Check out this real conversation between a stranded driver and a AAA virtual agent, and see what the ASR (automatic speech recognition) actually transcribed:
Why is speech recognition technology so difficult?
Human speech varies tremendously and so do the conditions that degrade audio quality. It’s hard enough for speech-to-text engines to get the audio right when composing a text message or speaking to a home device, which is a high def experience. When someone dials a phone number, the resolution is reduced to a low fidelity 8K wave form, which cuts out more than half the highs and lows, making it even harder for Automated Speech Recognition (ASR) engines to get it right. And that’s before poor conditions such as background noise, distance from microphone, phone line noise, or poor cell connection further exacerbate the call quality.
Because of the complexity of human speech and the audio degradation over telephony, even the best speech recognition engines are not enough on their own to accurately hear the customer and ensure that the virtual agent delivers an appropriate response. There is a lot of custom work required in the area of Natural Language Understanding (NLU) to augment the accuracy from speech recognition. There is no such thing as a “one size fits all” NLU engine to achieve the highest accuracy possible. It’s an engine that must be tailored by NLU developers question-by-question across every automated interaction to consider all possible responses or outcomes and weighted against expected intents. This is the only way to elevate the experience with AI to be on par with a human.
What you say versus what the ASR hears
The AAA call (in the video above) takes place under the worst possible conditions: on speakerphone, outdoors, and with poor cell connectivity. The caller also has a regional accent and gets frequently interrupted by crosstalk.
What’s interesting to note is that during vehicle capture, the speech recognition engine did not hear the caller say, “Ford F250 truck.” Instead, it very literally transcribed, “Aboard have to fifty truck” since the “F” in Ford was not audible in the caller’s response. This would have likely resulted as a failed call with most other speech recognition engines that are statistical-based transcriptions without the associated NLU stitching to match outcomes to predicted intents. Some ASR engines might have an associated contextual NLU engine to correct words in the context of a sentence, but it’s a far cry from pattern matching language acoustic models against expected answers.
So how did our virtual agent know what the caller meant to say?
The SmartAction approach to recognition + cognition
SmartAction augments its proprietary speech recognition with a highly customized NLU engine that can take any response heard from a customer and run multiple hypotheses to see how closely the language acoustic models match up with what we expected to hear.
Customer service interactions typically almost always have a narrow scope of expected responses that can be accounted for. This fact enables a very special kind of NLU that can be custom built and tuned against customer-specific and domain-specific criteria across every question and answer, in a given interaction. Even when a speech rec transcription is wrong, it’s usually within 5-15 degrees of separation of the intended response. “Aboard have to fifty truck” might be a little more than 15 degrees of separation from “Ford F250 truck,” but our NLU engine was able to properly match the intent even though the hypothesis score was only at 50% confidence.

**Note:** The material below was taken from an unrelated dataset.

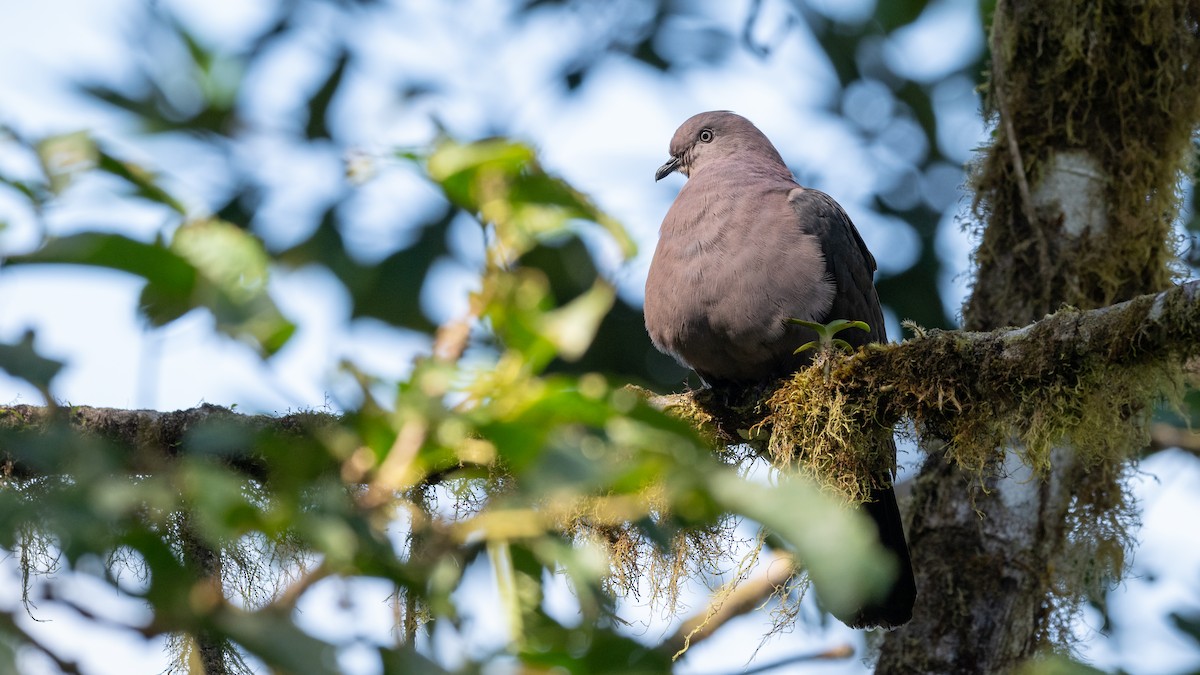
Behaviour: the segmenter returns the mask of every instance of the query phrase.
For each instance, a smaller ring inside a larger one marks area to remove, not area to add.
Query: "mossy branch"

So even in instances when the speech-to-text transcription is wrong, we can still have a high level of accuracy in correctly extrapolating what was intended. This is ultimately the power of the type of NLU engine that can be customized and tuned for every question and expected answer. While this approach can be time-consuming for developers and not highly scalable, it is the only way to dial up the customer experience with AI to be as frictionless and accurate as possible.
Moreover, since speech rec is rarely 100% right but often close, this kind of NLU can match low probability confidence scores to the right answer as long as the degrees of separation between what was actually heard and what was predicted aren’t too far apart.
This is also why it’s important during the CX design process to ask questions in such a way to get short, succinct responses instead of long run-on sentences that ultimately reduces the power of this kind of NLU approach and only increases the error rate for ASR to get something wrong.
So, while we can’t be all things to all people without custom development, we aren’t trying to be. What’s more important is that we hone our understanding to deliver the most frictionless experience possible to customers.